With many powerful technologies, misuse and indirect effects pose large risks. AI carries additional potential problems: partly due to the opaque nature of modern AI systems and their reliance on automated learning, AI systems often behave in unintended ways. This is already causing problems, and avoiding it is an unsolved technical challenge. One type of unintended behavior is brittleness: AI systems can fail at acting competently when placed in new environments. Another type of unintended behavior is misalignment: AI systems can pursue unintended objectives, such as when they are trained to meet an objective that is inadequately specified. As AI systems become more capable, the stakes of avoiding unintended, harmful behavior grow.
You may be wondering: Why may we expect AI systems to have their own goals or objectives in the first place?  To whose values are we aligning AI?  What do credible authorities think about the AI alignment problem?  Why might we want to focus on aligning powerful, goal-directed AI, instead of just not building it?  Why might engineers be foolish enough to build powerful, misaligned AI?  And if smart AIs will be smart enough to learn what humans value, why might that not solve the AI alignment problem?  This week will focus on other, more technical questions (while still aiming to be accessible to non-technical readers), so if you are wondering about any of those questions, please see the corresponding footnotes.
This week, we will examine introductions to various aspects of the AI alignment problem.
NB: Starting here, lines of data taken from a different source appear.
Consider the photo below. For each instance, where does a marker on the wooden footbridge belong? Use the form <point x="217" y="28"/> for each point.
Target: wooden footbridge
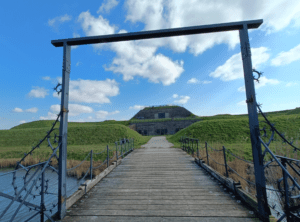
<point x="158" y="183"/>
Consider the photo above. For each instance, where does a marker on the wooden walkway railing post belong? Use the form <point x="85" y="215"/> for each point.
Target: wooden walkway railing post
<point x="91" y="165"/>
<point x="225" y="162"/>
<point x="206" y="153"/>
<point x="107" y="158"/>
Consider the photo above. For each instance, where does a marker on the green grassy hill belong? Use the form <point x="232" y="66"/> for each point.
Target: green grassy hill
<point x="229" y="130"/>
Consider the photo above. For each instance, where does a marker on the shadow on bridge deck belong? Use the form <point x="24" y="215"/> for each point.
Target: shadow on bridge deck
<point x="158" y="183"/>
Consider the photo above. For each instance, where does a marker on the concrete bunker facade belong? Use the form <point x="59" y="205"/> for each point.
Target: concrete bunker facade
<point x="165" y="120"/>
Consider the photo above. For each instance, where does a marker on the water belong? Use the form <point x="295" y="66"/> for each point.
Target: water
<point x="24" y="213"/>
<point x="274" y="199"/>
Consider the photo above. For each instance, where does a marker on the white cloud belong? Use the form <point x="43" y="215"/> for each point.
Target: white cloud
<point x="107" y="5"/>
<point x="91" y="91"/>
<point x="74" y="110"/>
<point x="192" y="81"/>
<point x="75" y="35"/>
<point x="50" y="116"/>
<point x="137" y="107"/>
<point x="47" y="78"/>
<point x="95" y="26"/>
<point x="78" y="63"/>
<point x="289" y="84"/>
<point x="17" y="110"/>
<point x="233" y="68"/>
<point x="160" y="14"/>
<point x="103" y="114"/>
<point x="133" y="58"/>
<point x="38" y="92"/>
<point x="263" y="81"/>
<point x="242" y="103"/>
<point x="140" y="61"/>
<point x="59" y="20"/>
<point x="182" y="100"/>
<point x="31" y="110"/>
<point x="288" y="57"/>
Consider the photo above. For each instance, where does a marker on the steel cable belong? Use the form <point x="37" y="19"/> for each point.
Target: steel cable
<point x="215" y="161"/>
<point x="79" y="163"/>
<point x="214" y="149"/>
<point x="100" y="152"/>
<point x="238" y="157"/>
<point x="100" y="165"/>
<point x="79" y="182"/>
<point x="241" y="176"/>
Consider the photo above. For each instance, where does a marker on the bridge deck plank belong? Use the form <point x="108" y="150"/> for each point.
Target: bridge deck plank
<point x="158" y="184"/>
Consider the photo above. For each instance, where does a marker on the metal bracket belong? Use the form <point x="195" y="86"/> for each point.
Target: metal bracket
<point x="64" y="110"/>
<point x="246" y="51"/>
<point x="251" y="100"/>
<point x="84" y="186"/>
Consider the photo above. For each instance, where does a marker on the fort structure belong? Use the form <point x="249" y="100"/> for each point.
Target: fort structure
<point x="162" y="120"/>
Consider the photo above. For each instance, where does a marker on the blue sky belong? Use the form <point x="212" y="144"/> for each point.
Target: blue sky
<point x="203" y="73"/>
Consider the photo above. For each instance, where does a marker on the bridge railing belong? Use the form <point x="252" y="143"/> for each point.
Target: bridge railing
<point x="33" y="192"/>
<point x="288" y="188"/>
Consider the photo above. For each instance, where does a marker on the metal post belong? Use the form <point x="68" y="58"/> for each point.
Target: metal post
<point x="63" y="132"/>
<point x="197" y="149"/>
<point x="124" y="144"/>
<point x="116" y="149"/>
<point x="121" y="148"/>
<point x="107" y="158"/>
<point x="181" y="141"/>
<point x="286" y="191"/>
<point x="193" y="146"/>
<point x="42" y="196"/>
<point x="263" y="209"/>
<point x="225" y="162"/>
<point x="91" y="165"/>
<point x="206" y="153"/>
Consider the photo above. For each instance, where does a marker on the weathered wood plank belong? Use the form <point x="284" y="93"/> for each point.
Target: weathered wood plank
<point x="158" y="184"/>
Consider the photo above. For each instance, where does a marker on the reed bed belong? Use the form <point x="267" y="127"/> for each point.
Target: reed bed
<point x="78" y="172"/>
<point x="246" y="170"/>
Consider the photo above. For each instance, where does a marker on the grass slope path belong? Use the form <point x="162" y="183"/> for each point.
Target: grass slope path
<point x="158" y="183"/>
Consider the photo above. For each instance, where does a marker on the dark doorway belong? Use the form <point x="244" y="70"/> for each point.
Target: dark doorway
<point x="161" y="115"/>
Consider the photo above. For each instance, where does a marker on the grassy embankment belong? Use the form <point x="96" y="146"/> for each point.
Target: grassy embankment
<point x="232" y="131"/>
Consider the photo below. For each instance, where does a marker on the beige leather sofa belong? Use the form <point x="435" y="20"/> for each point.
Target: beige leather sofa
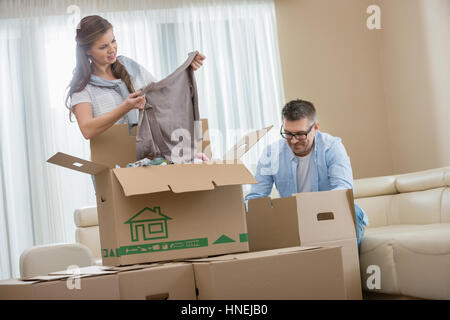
<point x="408" y="238"/>
<point x="409" y="234"/>
<point x="87" y="231"/>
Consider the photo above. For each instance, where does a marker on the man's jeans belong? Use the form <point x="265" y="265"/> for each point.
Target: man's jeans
<point x="361" y="221"/>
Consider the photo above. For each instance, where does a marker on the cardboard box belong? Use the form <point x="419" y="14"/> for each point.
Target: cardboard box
<point x="93" y="286"/>
<point x="308" y="219"/>
<point x="287" y="274"/>
<point x="162" y="213"/>
<point x="170" y="281"/>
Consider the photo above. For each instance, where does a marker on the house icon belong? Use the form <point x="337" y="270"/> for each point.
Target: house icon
<point x="148" y="224"/>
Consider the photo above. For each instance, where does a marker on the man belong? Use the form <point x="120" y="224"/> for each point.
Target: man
<point x="305" y="160"/>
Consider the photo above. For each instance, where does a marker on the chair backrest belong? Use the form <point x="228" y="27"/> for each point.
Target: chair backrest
<point x="44" y="259"/>
<point x="87" y="231"/>
<point x="415" y="198"/>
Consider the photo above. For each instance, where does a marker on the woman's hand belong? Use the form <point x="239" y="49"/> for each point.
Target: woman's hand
<point x="198" y="61"/>
<point x="136" y="100"/>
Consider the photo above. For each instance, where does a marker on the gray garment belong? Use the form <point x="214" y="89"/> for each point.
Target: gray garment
<point x="167" y="124"/>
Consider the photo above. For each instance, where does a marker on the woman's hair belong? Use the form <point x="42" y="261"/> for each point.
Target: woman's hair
<point x="89" y="30"/>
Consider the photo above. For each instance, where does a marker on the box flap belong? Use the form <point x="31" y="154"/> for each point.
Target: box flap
<point x="90" y="270"/>
<point x="181" y="177"/>
<point x="45" y="278"/>
<point x="245" y="143"/>
<point x="114" y="146"/>
<point x="77" y="164"/>
<point x="255" y="254"/>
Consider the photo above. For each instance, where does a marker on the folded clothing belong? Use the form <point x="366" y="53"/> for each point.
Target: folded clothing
<point x="147" y="163"/>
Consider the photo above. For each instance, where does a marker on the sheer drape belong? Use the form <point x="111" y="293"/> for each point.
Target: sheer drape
<point x="239" y="87"/>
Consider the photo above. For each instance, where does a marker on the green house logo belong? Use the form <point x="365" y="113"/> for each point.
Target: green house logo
<point x="148" y="224"/>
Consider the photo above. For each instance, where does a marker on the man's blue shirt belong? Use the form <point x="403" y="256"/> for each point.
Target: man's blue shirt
<point x="330" y="170"/>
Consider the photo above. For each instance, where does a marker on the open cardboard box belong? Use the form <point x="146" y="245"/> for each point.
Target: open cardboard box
<point x="325" y="218"/>
<point x="282" y="274"/>
<point x="162" y="213"/>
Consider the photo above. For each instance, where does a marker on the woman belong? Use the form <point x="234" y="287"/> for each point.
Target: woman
<point x="102" y="90"/>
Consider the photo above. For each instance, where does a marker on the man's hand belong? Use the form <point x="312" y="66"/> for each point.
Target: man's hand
<point x="198" y="61"/>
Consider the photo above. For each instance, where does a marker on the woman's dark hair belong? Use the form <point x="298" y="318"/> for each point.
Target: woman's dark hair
<point x="89" y="30"/>
<point x="299" y="109"/>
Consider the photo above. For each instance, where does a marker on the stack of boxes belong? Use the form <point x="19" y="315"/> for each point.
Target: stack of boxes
<point x="180" y="232"/>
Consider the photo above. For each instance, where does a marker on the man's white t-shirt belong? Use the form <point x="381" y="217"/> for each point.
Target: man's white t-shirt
<point x="303" y="173"/>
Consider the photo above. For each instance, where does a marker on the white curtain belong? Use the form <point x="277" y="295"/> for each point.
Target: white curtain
<point x="239" y="86"/>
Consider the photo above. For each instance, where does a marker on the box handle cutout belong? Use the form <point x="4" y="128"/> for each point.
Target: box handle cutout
<point x="159" y="296"/>
<point x="325" y="216"/>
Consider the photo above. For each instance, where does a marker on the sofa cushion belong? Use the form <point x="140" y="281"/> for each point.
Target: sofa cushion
<point x="445" y="205"/>
<point x="422" y="262"/>
<point x="447" y="178"/>
<point x="369" y="187"/>
<point x="376" y="209"/>
<point x="90" y="237"/>
<point x="414" y="259"/>
<point x="422" y="207"/>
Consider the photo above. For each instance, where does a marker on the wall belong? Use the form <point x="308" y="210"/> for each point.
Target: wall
<point x="331" y="58"/>
<point x="415" y="46"/>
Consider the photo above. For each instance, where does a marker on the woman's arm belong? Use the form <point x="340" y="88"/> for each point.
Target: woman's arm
<point x="91" y="127"/>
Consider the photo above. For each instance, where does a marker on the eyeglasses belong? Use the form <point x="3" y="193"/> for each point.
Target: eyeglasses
<point x="300" y="136"/>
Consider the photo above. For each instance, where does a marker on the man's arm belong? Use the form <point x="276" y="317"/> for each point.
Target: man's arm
<point x="340" y="173"/>
<point x="341" y="177"/>
<point x="264" y="177"/>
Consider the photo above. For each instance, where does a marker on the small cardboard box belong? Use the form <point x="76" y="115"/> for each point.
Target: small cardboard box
<point x="287" y="274"/>
<point x="168" y="281"/>
<point x="324" y="218"/>
<point x="162" y="213"/>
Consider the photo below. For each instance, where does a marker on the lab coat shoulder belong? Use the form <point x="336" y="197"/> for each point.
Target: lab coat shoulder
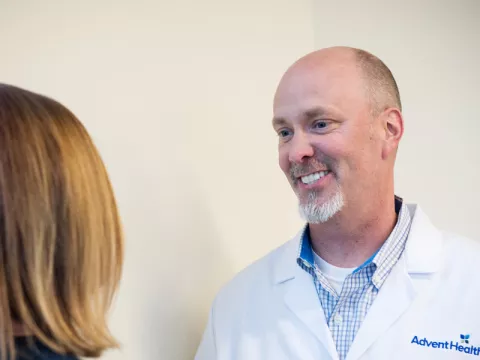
<point x="461" y="258"/>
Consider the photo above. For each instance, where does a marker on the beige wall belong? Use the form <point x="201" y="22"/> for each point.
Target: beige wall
<point x="433" y="49"/>
<point x="177" y="95"/>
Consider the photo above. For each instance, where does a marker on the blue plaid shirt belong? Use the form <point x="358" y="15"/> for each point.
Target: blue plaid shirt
<point x="346" y="311"/>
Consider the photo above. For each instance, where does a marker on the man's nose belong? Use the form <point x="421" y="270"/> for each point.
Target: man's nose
<point x="300" y="149"/>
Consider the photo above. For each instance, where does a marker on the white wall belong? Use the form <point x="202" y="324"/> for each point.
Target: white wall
<point x="433" y="49"/>
<point x="177" y="95"/>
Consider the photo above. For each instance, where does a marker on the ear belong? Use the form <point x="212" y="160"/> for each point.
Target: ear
<point x="392" y="121"/>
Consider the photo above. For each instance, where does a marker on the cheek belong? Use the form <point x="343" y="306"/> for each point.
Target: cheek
<point x="283" y="161"/>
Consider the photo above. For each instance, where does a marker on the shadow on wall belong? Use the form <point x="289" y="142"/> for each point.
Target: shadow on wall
<point x="178" y="260"/>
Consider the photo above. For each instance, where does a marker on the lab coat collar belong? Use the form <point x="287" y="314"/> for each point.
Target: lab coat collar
<point x="422" y="255"/>
<point x="422" y="251"/>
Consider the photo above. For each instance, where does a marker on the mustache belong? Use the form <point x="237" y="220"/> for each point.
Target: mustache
<point x="312" y="165"/>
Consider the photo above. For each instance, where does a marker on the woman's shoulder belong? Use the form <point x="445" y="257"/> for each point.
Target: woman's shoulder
<point x="32" y="349"/>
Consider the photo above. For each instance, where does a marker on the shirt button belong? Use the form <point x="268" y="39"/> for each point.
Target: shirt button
<point x="337" y="319"/>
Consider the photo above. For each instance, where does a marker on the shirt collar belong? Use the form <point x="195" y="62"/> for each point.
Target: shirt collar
<point x="383" y="259"/>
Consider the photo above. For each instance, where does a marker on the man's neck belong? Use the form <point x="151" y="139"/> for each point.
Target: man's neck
<point x="348" y="240"/>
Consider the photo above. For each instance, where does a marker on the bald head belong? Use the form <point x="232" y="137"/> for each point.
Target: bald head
<point x="378" y="82"/>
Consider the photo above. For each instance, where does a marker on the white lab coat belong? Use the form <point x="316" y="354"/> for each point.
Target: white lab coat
<point x="271" y="311"/>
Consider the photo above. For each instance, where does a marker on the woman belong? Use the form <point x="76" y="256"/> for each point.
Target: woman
<point x="61" y="242"/>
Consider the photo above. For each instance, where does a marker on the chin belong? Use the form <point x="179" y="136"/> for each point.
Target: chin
<point x="314" y="211"/>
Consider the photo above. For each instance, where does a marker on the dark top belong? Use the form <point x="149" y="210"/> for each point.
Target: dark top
<point x="34" y="350"/>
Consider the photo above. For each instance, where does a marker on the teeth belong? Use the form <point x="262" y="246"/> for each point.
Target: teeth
<point x="310" y="179"/>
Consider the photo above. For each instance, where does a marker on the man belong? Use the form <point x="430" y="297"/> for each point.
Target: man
<point x="369" y="277"/>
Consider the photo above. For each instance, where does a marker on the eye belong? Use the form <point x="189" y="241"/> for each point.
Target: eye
<point x="321" y="124"/>
<point x="283" y="133"/>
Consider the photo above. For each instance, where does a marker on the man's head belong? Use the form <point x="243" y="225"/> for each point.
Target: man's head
<point x="337" y="113"/>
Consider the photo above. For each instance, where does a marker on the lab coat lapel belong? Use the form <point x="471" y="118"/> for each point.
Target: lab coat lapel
<point x="300" y="296"/>
<point x="422" y="255"/>
<point x="303" y="301"/>
<point x="393" y="299"/>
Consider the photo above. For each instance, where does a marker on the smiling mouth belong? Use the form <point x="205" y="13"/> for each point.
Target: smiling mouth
<point x="311" y="178"/>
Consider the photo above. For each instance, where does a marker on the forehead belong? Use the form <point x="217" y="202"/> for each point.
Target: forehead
<point x="333" y="86"/>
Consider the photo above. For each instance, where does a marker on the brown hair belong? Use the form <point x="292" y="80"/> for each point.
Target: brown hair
<point x="61" y="242"/>
<point x="382" y="87"/>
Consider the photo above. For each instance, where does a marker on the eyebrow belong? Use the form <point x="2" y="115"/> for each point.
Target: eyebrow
<point x="307" y="115"/>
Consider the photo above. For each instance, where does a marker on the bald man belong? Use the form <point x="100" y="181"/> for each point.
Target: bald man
<point x="369" y="276"/>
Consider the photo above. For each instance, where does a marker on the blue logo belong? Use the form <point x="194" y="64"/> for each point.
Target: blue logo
<point x="449" y="345"/>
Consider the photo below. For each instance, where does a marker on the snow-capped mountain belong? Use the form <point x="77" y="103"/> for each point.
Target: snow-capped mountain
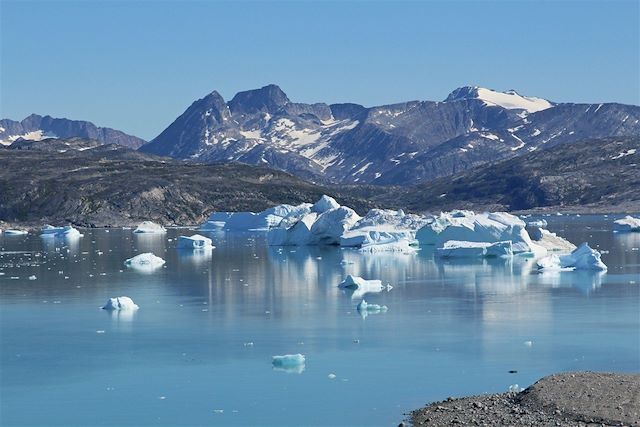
<point x="391" y="144"/>
<point x="37" y="128"/>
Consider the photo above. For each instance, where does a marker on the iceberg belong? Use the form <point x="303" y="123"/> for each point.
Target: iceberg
<point x="14" y="232"/>
<point x="550" y="241"/>
<point x="120" y="303"/>
<point x="360" y="286"/>
<point x="314" y="228"/>
<point x="195" y="242"/>
<point x="145" y="262"/>
<point x="382" y="230"/>
<point x="150" y="227"/>
<point x="365" y="307"/>
<point x="255" y="221"/>
<point x="324" y="204"/>
<point x="288" y="360"/>
<point x="460" y="249"/>
<point x="538" y="223"/>
<point x="378" y="241"/>
<point x="67" y="232"/>
<point x="626" y="224"/>
<point x="582" y="258"/>
<point x="467" y="226"/>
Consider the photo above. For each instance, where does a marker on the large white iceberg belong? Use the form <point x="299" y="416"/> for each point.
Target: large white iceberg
<point x="365" y="308"/>
<point x="315" y="228"/>
<point x="583" y="258"/>
<point x="467" y="226"/>
<point x="548" y="240"/>
<point x="67" y="232"/>
<point x="252" y="221"/>
<point x="145" y="262"/>
<point x="384" y="230"/>
<point x="288" y="360"/>
<point x="120" y="303"/>
<point x="150" y="227"/>
<point x="626" y="224"/>
<point x="457" y="249"/>
<point x="15" y="232"/>
<point x="195" y="242"/>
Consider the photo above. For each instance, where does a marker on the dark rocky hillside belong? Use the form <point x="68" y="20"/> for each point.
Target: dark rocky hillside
<point x="112" y="185"/>
<point x="594" y="174"/>
<point x="39" y="127"/>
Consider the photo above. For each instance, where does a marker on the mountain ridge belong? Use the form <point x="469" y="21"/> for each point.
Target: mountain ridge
<point x="396" y="144"/>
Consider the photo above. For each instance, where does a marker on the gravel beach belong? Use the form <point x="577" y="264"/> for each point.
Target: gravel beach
<point x="566" y="399"/>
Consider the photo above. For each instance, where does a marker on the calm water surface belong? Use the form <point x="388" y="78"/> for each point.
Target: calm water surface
<point x="452" y="328"/>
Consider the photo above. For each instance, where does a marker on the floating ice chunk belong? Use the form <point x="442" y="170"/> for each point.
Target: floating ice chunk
<point x="67" y="232"/>
<point x="486" y="227"/>
<point x="146" y="262"/>
<point x="626" y="224"/>
<point x="550" y="241"/>
<point x="378" y="241"/>
<point x="195" y="242"/>
<point x="288" y="360"/>
<point x="297" y="234"/>
<point x="150" y="227"/>
<point x="538" y="223"/>
<point x="14" y="232"/>
<point x="330" y="225"/>
<point x="360" y="286"/>
<point x="583" y="258"/>
<point x="255" y="221"/>
<point x="324" y="204"/>
<point x="120" y="303"/>
<point x="364" y="306"/>
<point x="457" y="249"/>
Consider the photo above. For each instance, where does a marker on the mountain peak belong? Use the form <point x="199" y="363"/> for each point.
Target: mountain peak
<point x="268" y="99"/>
<point x="509" y="99"/>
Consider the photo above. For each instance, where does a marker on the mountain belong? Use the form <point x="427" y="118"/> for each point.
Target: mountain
<point x="88" y="183"/>
<point x="398" y="144"/>
<point x="599" y="174"/>
<point x="37" y="127"/>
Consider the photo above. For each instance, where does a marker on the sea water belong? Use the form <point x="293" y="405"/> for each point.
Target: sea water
<point x="199" y="350"/>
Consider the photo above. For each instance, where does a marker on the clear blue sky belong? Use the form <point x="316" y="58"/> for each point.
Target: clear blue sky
<point x="136" y="66"/>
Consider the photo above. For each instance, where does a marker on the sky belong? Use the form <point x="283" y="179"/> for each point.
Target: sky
<point x="137" y="65"/>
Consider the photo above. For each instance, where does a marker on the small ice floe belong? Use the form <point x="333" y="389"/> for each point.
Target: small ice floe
<point x="364" y="308"/>
<point x="542" y="223"/>
<point x="15" y="232"/>
<point x="145" y="262"/>
<point x="583" y="258"/>
<point x="624" y="225"/>
<point x="195" y="242"/>
<point x="120" y="303"/>
<point x="67" y="232"/>
<point x="292" y="363"/>
<point x="150" y="227"/>
<point x="360" y="286"/>
<point x="459" y="249"/>
<point x="515" y="388"/>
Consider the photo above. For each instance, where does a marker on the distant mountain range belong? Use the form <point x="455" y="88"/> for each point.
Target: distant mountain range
<point x="37" y="127"/>
<point x="92" y="184"/>
<point x="600" y="175"/>
<point x="399" y="144"/>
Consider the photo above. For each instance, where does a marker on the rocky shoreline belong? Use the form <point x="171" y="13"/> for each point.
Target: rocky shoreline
<point x="565" y="399"/>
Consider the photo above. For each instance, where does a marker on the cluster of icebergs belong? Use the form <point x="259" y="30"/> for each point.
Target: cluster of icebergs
<point x="627" y="224"/>
<point x="455" y="234"/>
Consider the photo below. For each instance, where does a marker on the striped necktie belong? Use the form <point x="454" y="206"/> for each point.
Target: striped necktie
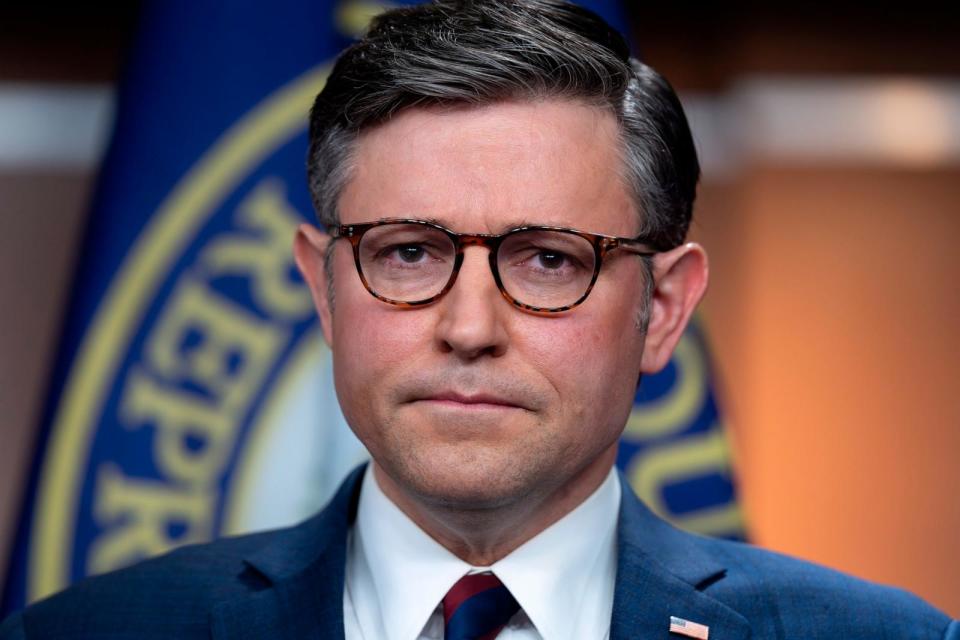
<point x="477" y="607"/>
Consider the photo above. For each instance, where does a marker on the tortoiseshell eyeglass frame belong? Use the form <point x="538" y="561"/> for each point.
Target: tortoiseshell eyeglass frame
<point x="602" y="245"/>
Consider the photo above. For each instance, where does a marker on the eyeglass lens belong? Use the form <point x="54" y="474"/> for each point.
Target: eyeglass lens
<point x="538" y="267"/>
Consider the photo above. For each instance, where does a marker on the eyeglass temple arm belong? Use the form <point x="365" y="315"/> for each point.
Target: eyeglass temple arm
<point x="633" y="245"/>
We take this focus because this problem, while already appearing in existing AI systems, is also at the center of many (though far from all) worries about how AI may cause large-scale, long-lasting harms, and existing publications on these risks are relatively detailed. (Next week, we will examine arguments about how much risk this problem—and others—pose.)
This article introduces two ways in which modern AI techniques may create misaligned AI systems.
DeepMind researchers elaborate on the difficulty of adequately specifying objectives for AI systems. Failures to solve this may lead to what the first reading refers to as “sycophants.”
Some technical introductions to foundational issues in AI alignment, published at top ML journals:
On current approaches to making progress on the alignment problem:
On what problem(s) alignment is dealing with:
On “how hard is alignment?”
More in-depth materials:
 Current AI systems are not very “agentic”; they cannot make plans to achieve goals across a wide range of complex situations. So why might future AI systems be more like that? Here are a few arguments for thinking they will be:
- Some may claim computers cannot be agentic in principle, but they are mistaken. The properties that make some human thinking agentic—planning, optimizing, strategically selecting actions—are cognitive processes; they are ways of turning inputs (information about our environment) into outputs (actions). Additionally, all (finite) cognitive processes can be implemented on computers, so it is in principle possible for computer programs to be agentic.
- Many tasks that it would be profitable to eventually automate—such as those of company CEOs—involve planning skills and the strategic pursuit of goals. This means there are strong economic incentives to eventually create AI systems with these agentic types of thinking.
 Steering AI is of course not just a technical challenge—there are important, hard questions to answer about what values AI should be steered toward. At the same time, according to researchers focused on this, steering AI is not just a political or ethical challenge either; engineers simply don’t have technical methods that can reliably steer increasingly advanced AI systems. In other words, they worry that there is no good steering wheel for AI, and that any decisions or compromises about where to steer AI will be impossible to implement until AI is steerable.
 It is not necessarily clear who the credible authorities here are; “AI researchers” might be obvious candidates, but their speciality is AI research, not AI forecasting, policy, or ethics. Still, a 2016 survey of top AI researchers (p. 13) suggests that over half of these researchers, after being shown an argument for the importance of AI alignment, agree that it is at least a moderately important problem, although over half did not see it as especially urgent yet. More broadly, the AI alignment problem has been receiving increasing interest and recognition, including from some leading computer science academics, cutting-edge AI research laboratories, and major governments (representing both left and right-wing political parties). As a research field, however, AI alignment remains moderately small, with about 100-200 researchers currently focused on it.
 Some argue that, instead of trying to align powerful, goal-pursuing AI, we should never build it. Skeptical researchers often respond that it may not be up to us; there is a good chance that someone will eventually follow their economic incentives to build such AI, so we should be prepared.
 One common worry is that AI development and deployment decisions may have to be made under major technical uncertainty (over whether an AI system is robustly aligned) and intense competitive pressure—an environment that might not bode well for careful and safe decision-making.
 Sufficiently capable, general AI seems likely to learn what humans value, but there is a difference between an AI system knowing what humans value and an AI system having those values. Even if AI systems could learn what is morally right (an assumption that is philosophically controversial, since it assumes objective morality), it is unclear why they would have motives to act accordingly (unless they were programmed or trained to have those motives, which no one currently knows how to do).
 In fact, researchers have not yet found any way to reliably get AI systems to pursue any particular complex, real-world objective. (After all, we cannot just slot goals into machine learning models—that isn’t how machine learning works.)
 Some more recent work (e.g. this) argues for a more nuanced understanding of outer alignment and inner alignment problems, but the distinction discussed above seems like a good initial understanding.